Based on Edgar Allan Poe’s short story “The Fall of the House of Usher,” this was the first of eight Poe adaptions by Roger Corman, often working with writer Richard Mattheson. Shot in fifteen days, it was a big gamble for American-International Pictures, who had mostly done black and white double features. This was a color movie with a big budget by AIP’s standards.
The most important thing to know is that the Usher family are all cursed to grow mad and that horrible portent has spread to the very home they live in, which is crumbling around them and even destroying the very ground that it sits upon.

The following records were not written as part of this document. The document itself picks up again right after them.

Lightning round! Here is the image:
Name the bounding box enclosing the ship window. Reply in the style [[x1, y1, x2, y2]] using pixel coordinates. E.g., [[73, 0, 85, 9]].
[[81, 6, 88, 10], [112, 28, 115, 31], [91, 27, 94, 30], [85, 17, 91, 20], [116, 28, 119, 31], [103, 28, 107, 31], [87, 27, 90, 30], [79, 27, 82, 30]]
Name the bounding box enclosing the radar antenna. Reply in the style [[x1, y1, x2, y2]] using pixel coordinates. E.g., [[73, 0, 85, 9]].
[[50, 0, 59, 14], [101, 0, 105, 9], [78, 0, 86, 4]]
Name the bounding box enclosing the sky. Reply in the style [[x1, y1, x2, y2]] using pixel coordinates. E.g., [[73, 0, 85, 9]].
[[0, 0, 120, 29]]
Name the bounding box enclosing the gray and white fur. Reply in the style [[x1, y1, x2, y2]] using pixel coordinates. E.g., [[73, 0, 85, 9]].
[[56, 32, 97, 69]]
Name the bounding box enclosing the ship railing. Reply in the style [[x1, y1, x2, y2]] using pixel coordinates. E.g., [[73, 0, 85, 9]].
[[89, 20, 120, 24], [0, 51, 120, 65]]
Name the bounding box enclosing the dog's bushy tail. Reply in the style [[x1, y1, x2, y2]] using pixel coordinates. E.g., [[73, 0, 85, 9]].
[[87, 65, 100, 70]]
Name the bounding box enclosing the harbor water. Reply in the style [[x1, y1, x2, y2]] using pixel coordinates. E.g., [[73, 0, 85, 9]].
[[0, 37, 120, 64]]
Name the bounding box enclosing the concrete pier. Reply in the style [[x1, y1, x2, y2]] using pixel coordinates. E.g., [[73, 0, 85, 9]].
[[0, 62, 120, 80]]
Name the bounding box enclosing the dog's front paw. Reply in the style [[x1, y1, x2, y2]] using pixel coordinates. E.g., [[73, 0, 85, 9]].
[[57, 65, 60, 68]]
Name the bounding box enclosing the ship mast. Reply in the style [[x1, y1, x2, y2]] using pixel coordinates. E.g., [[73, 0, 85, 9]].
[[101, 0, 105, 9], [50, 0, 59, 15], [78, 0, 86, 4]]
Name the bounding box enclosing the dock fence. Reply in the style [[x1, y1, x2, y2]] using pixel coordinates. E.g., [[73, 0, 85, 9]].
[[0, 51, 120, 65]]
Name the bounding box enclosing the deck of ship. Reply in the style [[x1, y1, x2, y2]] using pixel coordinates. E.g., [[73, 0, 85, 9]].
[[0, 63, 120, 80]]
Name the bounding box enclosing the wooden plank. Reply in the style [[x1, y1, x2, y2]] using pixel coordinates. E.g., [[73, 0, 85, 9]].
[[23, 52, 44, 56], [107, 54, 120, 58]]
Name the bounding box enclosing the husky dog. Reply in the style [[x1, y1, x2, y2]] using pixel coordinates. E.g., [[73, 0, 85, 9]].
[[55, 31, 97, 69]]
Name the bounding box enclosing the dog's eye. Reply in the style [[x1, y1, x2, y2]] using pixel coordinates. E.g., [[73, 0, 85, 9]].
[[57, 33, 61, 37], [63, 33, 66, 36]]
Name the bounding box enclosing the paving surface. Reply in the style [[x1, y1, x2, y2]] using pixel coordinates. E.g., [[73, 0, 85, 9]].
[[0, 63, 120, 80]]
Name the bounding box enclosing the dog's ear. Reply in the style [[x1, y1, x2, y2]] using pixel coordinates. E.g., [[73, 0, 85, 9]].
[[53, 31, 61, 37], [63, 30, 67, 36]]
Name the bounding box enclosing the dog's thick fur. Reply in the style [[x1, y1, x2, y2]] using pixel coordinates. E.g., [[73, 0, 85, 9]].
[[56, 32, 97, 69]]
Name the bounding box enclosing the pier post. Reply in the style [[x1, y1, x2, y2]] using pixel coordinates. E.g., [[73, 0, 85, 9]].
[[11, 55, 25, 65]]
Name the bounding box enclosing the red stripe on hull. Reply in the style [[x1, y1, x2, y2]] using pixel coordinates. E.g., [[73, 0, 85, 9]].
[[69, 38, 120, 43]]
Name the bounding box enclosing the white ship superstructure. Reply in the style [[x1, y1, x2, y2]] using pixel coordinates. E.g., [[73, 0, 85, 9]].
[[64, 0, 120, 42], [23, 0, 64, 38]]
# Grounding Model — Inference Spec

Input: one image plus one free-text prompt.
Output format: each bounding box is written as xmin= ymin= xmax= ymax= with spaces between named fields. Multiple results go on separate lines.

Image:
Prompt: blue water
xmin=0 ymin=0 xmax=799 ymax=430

Philip Winthrop (Mark Damon, Black Sabbath) thas traveled to the House of Usher to take his fiancee Madeline, which is opposed by her brother Roderick (Vincent Price), who is determined to see his family’s bloodline end with this generation. This leads to an argument so brutal that Madeline’s catalepsy is triggered, making her appear dead and when she’s buried alive, she fully gives in to the madness within the Usher family, bringing the entire home down in flames all around everyone but our hero, who leaves with nothing.
Although Corman and Lou Rusoff are the people usually given credit for the AIP Poe cycle of films, Damon spoke up on a Black Sabbath commentary track, claiming he gave Corman the idea and was even allowed to direct The Pit and the Pendulum. This story hasn’t been confirmed, as here are several images of Corman directing that movie.
The success of this movie led to not only many more films with Corman and Price working together, but also the same sets and special effects being used over again. You can spot the Usher house set ablaze in more than one movie. It was really a barn scheduled to be demolished.